The meeting addressed the immense tax burden that death penalty cases place on the county. The legal process stretches across years, sometimes decades. Appeals stack upon appeals. Expert witnesses must be paid. Court proceedings drain resources that could otherwise fund schools, roads, and essential services. The financial reality is stark, but so is the county’s commitment to prosecuting the most heinous crimes to the fullest extent of the law.
This commitment carries its own kind of consequence. When criminals understand that certain acts will be met with the strongest response our legal system allows, behavior changes. The deterrent may be impossible to measure precisely. We cannot count crimes that never happen. We cannot know which potential killers reconsidered because they understood what prosecution would bring. But the hope remains that clarity about consequences prevents future horrors. Money saved in the long run comes not from avoiding justice, but from crimes that never occur because the price was made clear.

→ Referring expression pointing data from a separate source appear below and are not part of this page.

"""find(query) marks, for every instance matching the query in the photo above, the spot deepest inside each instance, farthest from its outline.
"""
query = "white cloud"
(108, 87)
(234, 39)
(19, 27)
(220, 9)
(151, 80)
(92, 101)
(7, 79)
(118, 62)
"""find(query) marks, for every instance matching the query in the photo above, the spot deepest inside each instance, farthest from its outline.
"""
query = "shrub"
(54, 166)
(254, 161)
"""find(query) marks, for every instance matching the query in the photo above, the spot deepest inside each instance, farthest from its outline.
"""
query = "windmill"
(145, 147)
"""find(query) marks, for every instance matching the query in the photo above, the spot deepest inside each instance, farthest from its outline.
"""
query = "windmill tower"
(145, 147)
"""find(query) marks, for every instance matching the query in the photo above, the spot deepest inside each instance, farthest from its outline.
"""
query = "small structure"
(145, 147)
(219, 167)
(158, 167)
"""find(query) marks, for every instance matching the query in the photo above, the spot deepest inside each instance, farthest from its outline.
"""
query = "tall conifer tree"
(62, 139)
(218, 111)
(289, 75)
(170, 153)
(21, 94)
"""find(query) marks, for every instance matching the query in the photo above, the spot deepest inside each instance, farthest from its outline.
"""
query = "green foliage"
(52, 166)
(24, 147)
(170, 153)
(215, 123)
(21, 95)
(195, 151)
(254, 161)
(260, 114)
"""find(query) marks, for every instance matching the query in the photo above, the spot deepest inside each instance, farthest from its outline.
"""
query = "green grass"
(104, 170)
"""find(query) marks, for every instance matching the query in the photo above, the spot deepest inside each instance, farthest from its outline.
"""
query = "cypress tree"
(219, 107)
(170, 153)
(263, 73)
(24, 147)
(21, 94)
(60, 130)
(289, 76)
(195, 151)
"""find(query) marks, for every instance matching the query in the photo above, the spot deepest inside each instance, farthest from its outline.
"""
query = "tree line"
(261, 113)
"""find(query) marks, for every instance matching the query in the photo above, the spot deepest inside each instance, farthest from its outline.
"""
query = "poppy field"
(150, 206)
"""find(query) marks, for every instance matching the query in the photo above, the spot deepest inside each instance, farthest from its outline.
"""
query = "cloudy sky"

Both discussions, separated by subject but connected by theme, deal with sacrifice and consequence. Veterans sacrificed for freedom without expectation of return. The county invests in prosecuting evil to protect that same freedom these veterans defended. One sacrifice is noble beyond measure. The other is a civic duty that costs money but aims to preserve safety. They exist on different planes entirely, but both recognize that protecting what matters requires paying a price.
The routine budget approvals happened without fanfare. Departmental needs were addressed. Line items were reviewed. The work is unglamorous but necessary for keeping Pennsylvania’s largest county by land area running smoothly across 1,244 square miles.
We should thank God for blessing this county with the resources needed to survive and thrive. Lycoming County remains a safe place to live, work, and raise families. That safety comes from multiple sources working together. Taxpayers fund essential services. Grant money supplements local budgets. Act 13 funds return drilling revenue to communities. Veterans defended the freedom that makes all of this possible in the first place.
Safety requires investment. Justice requires resources. Both pale in comparison to what veterans gave, but both matter for maintaining the world that those veterans fought to preserve. The death penalty discussion highlighted the tension between ideals and budgets. We want justice. We want deterrence. We want safety. Achieving these goals costs money, time, and sustained commitment.
Vietnam Veterans Day reminds us that some costs transcend calculation. The veterans who served in that war paid with time they can never reclaim, with wounds that never fully heal, with memories that never fade. Their sacrifice bought freedoms we exercise daily without pause. The county’s work, important as it is, operates in the space those veterans created. Every decision made, every budget approved, every criminal prosecuted happens because veterans ensured we remained free enough to govern ourselves.
Spring continues to wake the land. With it comes the responsibility to honor what came before while building something worthy of the sacrifices that made it possible. Safety is not guaranteed. Freedom is not free. Both require vigilance, resources, and the willingness to act when evil appears.
We are blessed to live in a great county. We are blessed with resources and safety that allow us to raise families without constant fear. Most of all, we are blessed with people who served when called, who gave what could not be replaced, who ensured that meetings like this one could happen at all. Vietnam Veterans Day approaches, and with it comes the chance to remember that everything we have was bought at a price we can honor but never fully repay.